Prepare onions: Peel 4 large sweet onions. Cut ½ inch off top of each. Leave root intact. Hollow out center with spoon, removing 1 to 1½ inches. Score remaining flesh in crosshatch pattern, cutting 1 inch deep.
Make seasoned butter: Per onion, combine 4 tablespoons softened butter, 1 teaspoon garlic powder, ½ teaspoon smoked paprika, ½ teaspoon salt, ¼ teaspoon pepper. Crush beef bouillon cube if using and mix in. Mix until evenly combined.
Stuff onions: Pack seasoned butter into hollowed center and scored cuts of each onion. Fill completely with slight mound on top.
Wrap in foil: Place each onion on sheet of heavy-duty foil. Bring sides up and fold top edges together several times to seal. Twist excess foil to close completely.
Grill: Preheat grill to 350-375°F with two-zone setup (coals or burners on one side only).
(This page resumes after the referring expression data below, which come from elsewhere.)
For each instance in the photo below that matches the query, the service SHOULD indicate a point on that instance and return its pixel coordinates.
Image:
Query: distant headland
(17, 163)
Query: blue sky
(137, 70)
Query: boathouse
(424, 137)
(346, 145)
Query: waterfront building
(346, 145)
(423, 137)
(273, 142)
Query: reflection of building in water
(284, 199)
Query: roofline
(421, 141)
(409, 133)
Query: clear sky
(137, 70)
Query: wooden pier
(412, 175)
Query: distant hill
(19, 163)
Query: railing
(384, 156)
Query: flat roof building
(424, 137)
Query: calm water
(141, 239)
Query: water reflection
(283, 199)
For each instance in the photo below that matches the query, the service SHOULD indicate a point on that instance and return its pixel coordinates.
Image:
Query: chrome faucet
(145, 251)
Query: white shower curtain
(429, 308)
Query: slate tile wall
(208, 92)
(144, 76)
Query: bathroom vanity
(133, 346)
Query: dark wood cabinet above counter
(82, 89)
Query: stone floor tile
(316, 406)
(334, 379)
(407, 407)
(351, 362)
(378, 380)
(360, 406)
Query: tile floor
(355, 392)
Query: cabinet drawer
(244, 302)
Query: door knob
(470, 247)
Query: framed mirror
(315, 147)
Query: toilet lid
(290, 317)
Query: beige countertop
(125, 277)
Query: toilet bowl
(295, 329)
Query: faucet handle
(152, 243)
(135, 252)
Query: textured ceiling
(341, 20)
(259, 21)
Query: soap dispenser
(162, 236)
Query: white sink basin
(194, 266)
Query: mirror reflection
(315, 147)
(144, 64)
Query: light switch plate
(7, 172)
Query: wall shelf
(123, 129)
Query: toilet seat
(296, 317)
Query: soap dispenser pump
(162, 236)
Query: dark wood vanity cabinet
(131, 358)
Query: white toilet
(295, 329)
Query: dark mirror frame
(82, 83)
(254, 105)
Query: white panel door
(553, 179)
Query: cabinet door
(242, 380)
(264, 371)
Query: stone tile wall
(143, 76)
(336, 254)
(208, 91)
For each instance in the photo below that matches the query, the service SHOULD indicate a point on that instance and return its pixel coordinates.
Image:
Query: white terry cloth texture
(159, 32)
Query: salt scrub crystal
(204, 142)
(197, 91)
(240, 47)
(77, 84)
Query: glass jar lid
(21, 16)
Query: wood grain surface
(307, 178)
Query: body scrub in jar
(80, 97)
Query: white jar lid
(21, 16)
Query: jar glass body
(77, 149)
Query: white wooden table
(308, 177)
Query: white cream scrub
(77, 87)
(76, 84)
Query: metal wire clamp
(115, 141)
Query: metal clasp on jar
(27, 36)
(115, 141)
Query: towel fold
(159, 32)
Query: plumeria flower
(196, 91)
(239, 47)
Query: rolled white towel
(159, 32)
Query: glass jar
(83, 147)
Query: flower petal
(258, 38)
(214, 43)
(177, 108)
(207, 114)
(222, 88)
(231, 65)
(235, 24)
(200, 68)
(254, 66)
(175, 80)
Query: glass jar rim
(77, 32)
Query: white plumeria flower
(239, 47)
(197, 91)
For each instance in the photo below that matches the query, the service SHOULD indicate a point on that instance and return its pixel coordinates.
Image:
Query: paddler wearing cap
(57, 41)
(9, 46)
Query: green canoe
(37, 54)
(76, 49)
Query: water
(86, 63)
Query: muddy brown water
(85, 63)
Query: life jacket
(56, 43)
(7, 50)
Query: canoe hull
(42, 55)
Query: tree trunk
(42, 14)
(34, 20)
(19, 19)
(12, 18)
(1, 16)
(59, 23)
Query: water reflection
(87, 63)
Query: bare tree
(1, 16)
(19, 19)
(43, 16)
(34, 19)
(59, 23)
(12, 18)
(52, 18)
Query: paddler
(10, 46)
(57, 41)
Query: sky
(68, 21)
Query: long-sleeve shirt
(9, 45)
Place foil-wrapped onions on indirect heat side. Close lid. Grill 60 minutes maintaining temperature. Do not open lid.
Check doneness: After 60 minutes, remove one onion and partially open foil. Insert fork - should slide in easily. If resistant, rewrap and grill 10-15 more minutes.
Rest and serve: Let wrapped onions rest 5 minutes. Carefully unwrap foil (steam will billow out). Serve in bowl, spooning butter sauce from foil over onion. Optional: top with cheese, bacon, or fresh herbs.